Dans son ouvrage «Rettet unser Geld», il évoque l’histoire de la création de cette monnaie artificielle qu’est l’euro et ses tenants et aboutissants politiques. Il révèle que la véritable naissance de l’euro, que l’on a toujours cru être due à un processus d’unification politique d’ensemble, est le résultat d’un chantage du président français François Mitterrand: Citant des documents secrets du ministère des Affaires étrangères qui ont été déclassifiés, Henkel montre que Mitterrand a demandé à l’Allemagne l’abandon du deutschemark en échange de son accord sur la réunification. Sinon l’Allemagne aurait été, selon lui, aussi isolée en Europe qu’à la veille de la Première Guerre mondiale. Il montre que dès le début de l’union monétaire les politiques n’ont cessé de faire des concessions aux autres pays de l’UE et ont bradé l’Allemagne. Il montre également que lors de la première grande crise (Grèce), tous les mécanismes qui garantissaient la stabilité de l’euro ont été jetés par-dessus bord et comment on a brutalement abandonné la clause de non-renflouement quand on a décidé du «plan de sauvetage».

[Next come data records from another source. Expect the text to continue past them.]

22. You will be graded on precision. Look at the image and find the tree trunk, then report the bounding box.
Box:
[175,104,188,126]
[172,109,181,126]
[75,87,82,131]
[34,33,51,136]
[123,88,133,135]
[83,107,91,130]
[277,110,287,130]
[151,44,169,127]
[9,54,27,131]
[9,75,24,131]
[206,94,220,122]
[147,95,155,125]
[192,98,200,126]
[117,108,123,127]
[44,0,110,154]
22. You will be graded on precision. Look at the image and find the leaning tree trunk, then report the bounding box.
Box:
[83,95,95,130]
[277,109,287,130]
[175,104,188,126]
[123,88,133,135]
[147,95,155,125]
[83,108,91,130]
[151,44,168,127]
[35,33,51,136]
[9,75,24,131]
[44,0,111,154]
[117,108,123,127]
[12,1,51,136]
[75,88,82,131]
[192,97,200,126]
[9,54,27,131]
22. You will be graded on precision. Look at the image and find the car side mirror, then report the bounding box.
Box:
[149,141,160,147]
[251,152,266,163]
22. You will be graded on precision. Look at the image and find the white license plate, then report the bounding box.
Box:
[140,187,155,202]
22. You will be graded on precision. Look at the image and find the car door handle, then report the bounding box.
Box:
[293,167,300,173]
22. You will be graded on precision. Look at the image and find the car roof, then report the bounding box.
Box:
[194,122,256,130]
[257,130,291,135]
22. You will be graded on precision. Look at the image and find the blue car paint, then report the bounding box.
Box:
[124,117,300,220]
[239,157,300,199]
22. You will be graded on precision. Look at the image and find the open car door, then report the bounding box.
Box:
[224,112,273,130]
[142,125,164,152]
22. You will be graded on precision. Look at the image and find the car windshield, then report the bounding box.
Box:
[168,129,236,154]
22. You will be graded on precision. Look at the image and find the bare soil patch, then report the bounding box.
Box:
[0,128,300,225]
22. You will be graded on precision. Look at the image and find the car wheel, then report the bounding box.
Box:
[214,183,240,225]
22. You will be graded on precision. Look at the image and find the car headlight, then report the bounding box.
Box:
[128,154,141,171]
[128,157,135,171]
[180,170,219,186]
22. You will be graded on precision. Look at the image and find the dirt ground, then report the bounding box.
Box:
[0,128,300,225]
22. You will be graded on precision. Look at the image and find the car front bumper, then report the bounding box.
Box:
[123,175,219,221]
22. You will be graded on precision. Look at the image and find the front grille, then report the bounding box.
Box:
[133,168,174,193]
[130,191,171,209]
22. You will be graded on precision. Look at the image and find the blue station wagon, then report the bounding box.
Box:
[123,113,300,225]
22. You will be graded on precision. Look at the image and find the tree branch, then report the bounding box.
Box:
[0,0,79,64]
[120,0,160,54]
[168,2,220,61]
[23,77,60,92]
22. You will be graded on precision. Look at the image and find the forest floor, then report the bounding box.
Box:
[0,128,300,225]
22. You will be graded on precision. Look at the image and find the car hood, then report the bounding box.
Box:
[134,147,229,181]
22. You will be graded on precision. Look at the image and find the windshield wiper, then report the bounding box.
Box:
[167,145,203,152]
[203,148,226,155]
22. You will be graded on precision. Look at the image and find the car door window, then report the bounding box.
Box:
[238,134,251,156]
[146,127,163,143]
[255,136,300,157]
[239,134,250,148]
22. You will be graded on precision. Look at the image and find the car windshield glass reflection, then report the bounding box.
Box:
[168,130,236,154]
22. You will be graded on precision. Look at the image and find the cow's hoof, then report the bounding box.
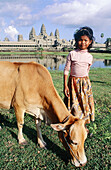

Aujourd’hui, nous avons une cassure Nord-Sud entre des pays pauvres et des pays riches. A cela s’ajoute un clivage Est-Ouest où les anciens satellites du centralisme de Moscou craignent un nouveau centralisme: celui de Bruxelles. A ce sujet, Henkel écrit: «Jusqu’ici, presque personne n’a voulu voir les différences bien qu’elles soient devenues évidentes. Deux clivages sont apparus en Europe: Le premier se manifeste dans la division économique entre le Nord et le Sud. […] L’autre consiste dans une division affective entre une union politiquement intégrée qui préfère l’Ouest et une union économico-militaire qui préfère l’Est parce que là, l’indépendance des pays membres est sauvegardée. Quant à moi, je plaide en faveur de cette dernière: A une patrie unique appelée Europe je préfère une Europe des patries.»
Henkel nous adresse une mise en garde: En poursuivant la voie adoptée jusqu’ici, l’union monétaire se transforme inévitablement en une union de transferts.
Pour sortir de la crise actuelle, Henkel plaide en faveur de la création d’une nouvelle monnaie qui tienne compte des différences nationales, c’est-à-dire un euro du Nord et un euro du Sud.
Son idée de diviser la zone euro en fonction de la situation économique réelle est une proposition sérieuse à intégrer dans le débat.